The Tea Party organization launching a multi-pronged voter suppression effort this election is under investigation by Rep. Elijah Cummings (D-MD) for a possible "criminal conspiracy to deny legitimate voters their constitutional rights."
Cummings sent a letter to True the Vote founder Catherine Engelbrecht warning her that the Ohio branch of the group, in suing to throw thousands of students, trailer park residents, homeless people and African Americans off the voting rolls, may be violating the law:
At some point, an effort to challenge voter registrations by the thousands without any legitimate basis may be evidence of illegal voter suppression. If these efforts are intentional, politically motivated and widespread across multiple states, they could amount to a criminal conspiracy to deny legitimate voters their constitutional rights.

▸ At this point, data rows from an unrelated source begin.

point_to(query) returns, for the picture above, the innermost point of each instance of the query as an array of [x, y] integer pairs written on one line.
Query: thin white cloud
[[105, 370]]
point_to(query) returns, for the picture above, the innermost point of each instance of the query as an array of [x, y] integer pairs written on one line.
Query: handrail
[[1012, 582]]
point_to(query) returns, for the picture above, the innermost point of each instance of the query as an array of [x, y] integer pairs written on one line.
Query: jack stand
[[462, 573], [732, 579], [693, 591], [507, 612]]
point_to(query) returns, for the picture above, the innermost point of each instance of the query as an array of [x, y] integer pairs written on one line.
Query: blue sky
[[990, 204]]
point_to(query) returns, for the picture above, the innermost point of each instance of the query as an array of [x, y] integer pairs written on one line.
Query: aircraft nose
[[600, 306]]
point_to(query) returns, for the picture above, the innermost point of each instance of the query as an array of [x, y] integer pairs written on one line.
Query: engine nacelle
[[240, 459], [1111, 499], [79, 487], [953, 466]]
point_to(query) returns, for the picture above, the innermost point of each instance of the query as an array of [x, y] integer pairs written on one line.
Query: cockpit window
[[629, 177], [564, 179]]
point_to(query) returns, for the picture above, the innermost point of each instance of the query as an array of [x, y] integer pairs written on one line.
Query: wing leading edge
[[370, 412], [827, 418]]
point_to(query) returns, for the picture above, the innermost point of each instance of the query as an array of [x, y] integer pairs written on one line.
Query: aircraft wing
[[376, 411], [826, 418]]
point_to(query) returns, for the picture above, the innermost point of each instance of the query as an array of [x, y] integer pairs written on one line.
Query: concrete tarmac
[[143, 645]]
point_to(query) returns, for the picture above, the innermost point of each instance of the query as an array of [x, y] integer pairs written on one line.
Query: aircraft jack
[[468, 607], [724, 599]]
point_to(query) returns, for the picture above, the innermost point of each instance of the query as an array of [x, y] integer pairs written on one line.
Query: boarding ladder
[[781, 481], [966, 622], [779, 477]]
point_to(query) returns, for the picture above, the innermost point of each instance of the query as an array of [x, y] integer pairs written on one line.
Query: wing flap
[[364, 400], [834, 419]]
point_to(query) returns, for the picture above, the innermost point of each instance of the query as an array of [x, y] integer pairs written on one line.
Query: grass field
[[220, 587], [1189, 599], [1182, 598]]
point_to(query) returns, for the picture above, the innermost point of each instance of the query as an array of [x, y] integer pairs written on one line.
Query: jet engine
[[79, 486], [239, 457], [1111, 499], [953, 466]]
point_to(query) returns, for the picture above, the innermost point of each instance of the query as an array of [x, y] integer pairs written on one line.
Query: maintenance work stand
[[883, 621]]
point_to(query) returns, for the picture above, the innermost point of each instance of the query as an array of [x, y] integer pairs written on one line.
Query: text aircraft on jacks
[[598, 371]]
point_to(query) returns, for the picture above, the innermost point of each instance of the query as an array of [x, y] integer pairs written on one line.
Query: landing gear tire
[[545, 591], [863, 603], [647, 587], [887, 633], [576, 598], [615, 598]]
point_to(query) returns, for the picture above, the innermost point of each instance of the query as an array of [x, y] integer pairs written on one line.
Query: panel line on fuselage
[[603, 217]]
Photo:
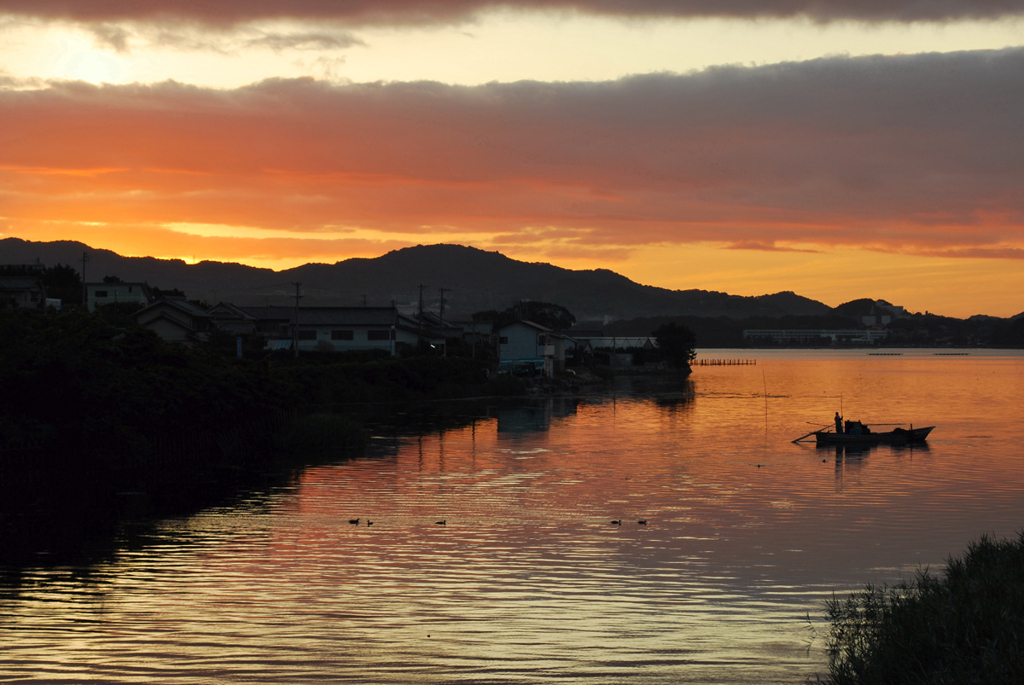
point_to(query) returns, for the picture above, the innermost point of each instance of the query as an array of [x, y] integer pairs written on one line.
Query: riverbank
[[97, 419], [964, 627]]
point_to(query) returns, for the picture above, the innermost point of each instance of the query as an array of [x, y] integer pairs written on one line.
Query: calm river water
[[528, 581]]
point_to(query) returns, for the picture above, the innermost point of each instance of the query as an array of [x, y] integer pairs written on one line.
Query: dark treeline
[[95, 411]]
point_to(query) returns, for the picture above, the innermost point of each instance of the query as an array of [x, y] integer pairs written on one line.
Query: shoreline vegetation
[[964, 627], [101, 419]]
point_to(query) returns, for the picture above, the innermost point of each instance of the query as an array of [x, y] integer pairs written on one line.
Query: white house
[[525, 344], [20, 292], [337, 329], [97, 294]]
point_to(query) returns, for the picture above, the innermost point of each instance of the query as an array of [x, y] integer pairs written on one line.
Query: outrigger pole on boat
[[896, 436]]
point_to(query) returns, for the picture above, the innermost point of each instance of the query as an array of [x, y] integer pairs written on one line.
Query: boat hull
[[898, 436]]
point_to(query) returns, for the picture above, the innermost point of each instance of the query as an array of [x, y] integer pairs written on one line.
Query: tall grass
[[965, 627]]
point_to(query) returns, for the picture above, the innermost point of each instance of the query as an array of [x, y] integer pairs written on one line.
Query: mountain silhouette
[[474, 280]]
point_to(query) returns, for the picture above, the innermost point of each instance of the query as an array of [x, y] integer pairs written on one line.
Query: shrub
[[966, 627]]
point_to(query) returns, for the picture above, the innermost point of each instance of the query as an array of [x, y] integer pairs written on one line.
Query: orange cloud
[[902, 154], [421, 11]]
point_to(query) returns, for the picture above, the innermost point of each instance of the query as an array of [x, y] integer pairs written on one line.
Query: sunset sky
[[840, 148]]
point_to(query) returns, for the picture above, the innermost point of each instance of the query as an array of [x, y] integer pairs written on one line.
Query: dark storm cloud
[[424, 11], [919, 153]]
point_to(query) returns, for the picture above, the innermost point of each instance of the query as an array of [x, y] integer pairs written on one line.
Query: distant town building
[[525, 346], [20, 292], [176, 319], [98, 294], [336, 329], [797, 337]]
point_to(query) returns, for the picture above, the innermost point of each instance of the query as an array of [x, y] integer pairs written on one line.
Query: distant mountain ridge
[[474, 280]]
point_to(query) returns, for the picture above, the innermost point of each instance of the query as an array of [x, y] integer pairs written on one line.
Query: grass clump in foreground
[[966, 627]]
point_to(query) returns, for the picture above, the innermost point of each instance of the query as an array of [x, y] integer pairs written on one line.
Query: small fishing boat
[[863, 435]]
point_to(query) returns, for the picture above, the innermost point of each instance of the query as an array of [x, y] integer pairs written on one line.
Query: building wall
[[320, 338], [98, 294], [169, 330], [518, 341]]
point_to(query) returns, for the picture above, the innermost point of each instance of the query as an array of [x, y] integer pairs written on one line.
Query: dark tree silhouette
[[678, 344]]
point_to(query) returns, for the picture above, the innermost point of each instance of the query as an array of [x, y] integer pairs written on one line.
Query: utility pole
[[419, 318], [85, 291], [422, 288], [442, 291], [295, 326]]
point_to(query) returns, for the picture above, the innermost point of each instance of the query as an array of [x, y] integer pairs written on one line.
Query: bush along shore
[[964, 627], [96, 416]]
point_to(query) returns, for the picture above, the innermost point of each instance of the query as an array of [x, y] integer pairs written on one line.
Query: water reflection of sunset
[[747, 533]]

True the Vote released a statement affirming their support for the Ohio voter purge advocates on Monday:
True the Vote stands by the well-intentioned efforts of these citizens and is disgusted by the attempts of some within government and media to warp what should have been a simple, legal process into a calculated partisan charade.

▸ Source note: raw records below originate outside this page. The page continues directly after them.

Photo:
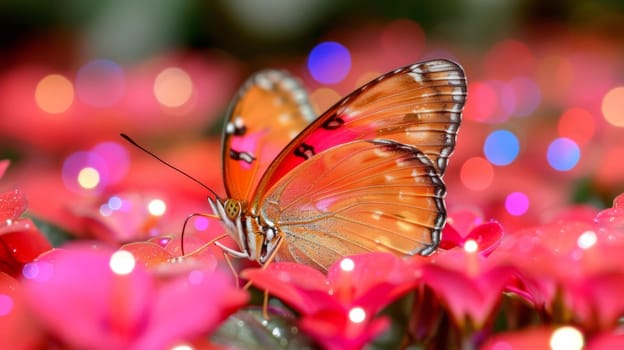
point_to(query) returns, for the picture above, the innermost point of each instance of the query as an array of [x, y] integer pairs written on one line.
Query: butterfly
[[364, 176]]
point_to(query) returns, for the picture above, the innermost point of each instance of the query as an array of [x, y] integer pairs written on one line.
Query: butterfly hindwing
[[269, 111], [361, 196], [417, 105]]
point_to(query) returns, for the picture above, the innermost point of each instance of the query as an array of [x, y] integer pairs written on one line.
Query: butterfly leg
[[186, 221]]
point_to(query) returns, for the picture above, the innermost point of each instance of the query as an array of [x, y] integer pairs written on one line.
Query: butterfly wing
[[357, 197], [416, 105], [269, 111]]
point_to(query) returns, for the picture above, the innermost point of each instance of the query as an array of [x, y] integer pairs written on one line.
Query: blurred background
[[543, 127]]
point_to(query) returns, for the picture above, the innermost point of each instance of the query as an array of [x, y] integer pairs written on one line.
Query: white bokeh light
[[122, 262]]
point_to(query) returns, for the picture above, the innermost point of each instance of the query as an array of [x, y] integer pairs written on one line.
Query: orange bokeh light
[[577, 124], [613, 106], [477, 173], [173, 87], [54, 94]]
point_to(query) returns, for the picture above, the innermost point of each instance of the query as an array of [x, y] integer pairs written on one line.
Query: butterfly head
[[232, 208]]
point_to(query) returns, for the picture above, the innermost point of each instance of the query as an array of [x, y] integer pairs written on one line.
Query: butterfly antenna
[[134, 143]]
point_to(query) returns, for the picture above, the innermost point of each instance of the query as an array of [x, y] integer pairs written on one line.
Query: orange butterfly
[[364, 176]]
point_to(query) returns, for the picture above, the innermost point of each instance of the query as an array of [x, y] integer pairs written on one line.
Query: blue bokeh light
[[100, 83], [329, 62], [563, 154], [501, 147]]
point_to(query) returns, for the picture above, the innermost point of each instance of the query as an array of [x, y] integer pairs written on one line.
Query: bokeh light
[[84, 171], [329, 62], [357, 315], [347, 264], [54, 94], [587, 240], [477, 173], [613, 106], [88, 178], [173, 87], [501, 147], [563, 154], [122, 262], [116, 157], [567, 338], [157, 207], [471, 246], [577, 124], [100, 83], [517, 203]]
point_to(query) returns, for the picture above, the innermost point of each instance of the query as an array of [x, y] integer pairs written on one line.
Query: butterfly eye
[[232, 208]]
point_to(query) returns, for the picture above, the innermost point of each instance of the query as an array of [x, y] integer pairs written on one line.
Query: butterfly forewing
[[357, 197], [269, 111], [417, 105]]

The most radical voter suppression efforts — including voter ID laws, voter purges, gerrymandered districts and restrictions on voter registration — have been killed in the courts or delayed til after the election. In many cases, judges concluded that minorities would be disproportionately affected by these efforts. Indeed, an analysis of thefailed voter purge in Texas, True the Vote's home state, found that African American and Latino names were much more likely to be flagged for removal, and African American districts received more letters questioning their eligibility to vote than any other districts.